O responsável falava à agência Lusa à margem do lançamento da nova edição do programa de cooperação INTERREG Espaço Atlântico 2011-2027, em Viana do Castelo, e a propósito da redução das descargas de água de barragens espanholas da bacia do Douro, acordada entre os governos de Portugal e Espanha, que assumiram a impossibilidade de cumprimento dos caudais mínimos.

“Em patrimónios hídricos partilhados, como são os rios ibéricos, o que é necessário é que haja, de facto, uma concertação entre os dois governos (…) Para mim o que é importante, que me deixa de algum modo confortável, é que isto foi feito num quadro de acordo entre os dois governos e é isso que devemos assinalar”, afirmou António Cunha.

Caso a situação piore, o presidente da CCDR-Norte considerou que “exigirá um quadro de concertação ainda mais exigente, mas é dentro desse quadro negocial e de concertação que as coisas se devem realizar”.

Na quarta-feira, os governos ibéricos confirmaram, num comunicado conjunto, que até sexta-feira, quando termina o atual ano hidrológico, Espanha “não irá cumprir com os caudais anuais nos rios Tejo e Douro, que se antecipa que fiquem em cerca de 90% dos valores estabelecidos na Convenção”.
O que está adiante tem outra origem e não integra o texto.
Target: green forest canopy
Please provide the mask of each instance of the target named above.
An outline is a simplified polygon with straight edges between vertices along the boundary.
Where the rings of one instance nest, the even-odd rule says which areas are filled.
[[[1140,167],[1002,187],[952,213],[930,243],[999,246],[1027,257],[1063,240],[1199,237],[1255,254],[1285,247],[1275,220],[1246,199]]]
Portugal e Espanha comprometeram-se a encontrar “soluções que minimizem os impactos” da seca, admitindo preocupação perante as previsões meteorológicas que obrigarão ao reforço da coordenação da gestão da água e da libertação de caudais.

“Ambas as partes, no quadro da Convenção de Albufeira, estão determinadas a analisar a situação e a procurar soluções que minimizem os impactos da escassez de água”, afirmaram os dois países numa declaração conjunta divulgada pelo Ministério do Ambiente e da Ação Climática.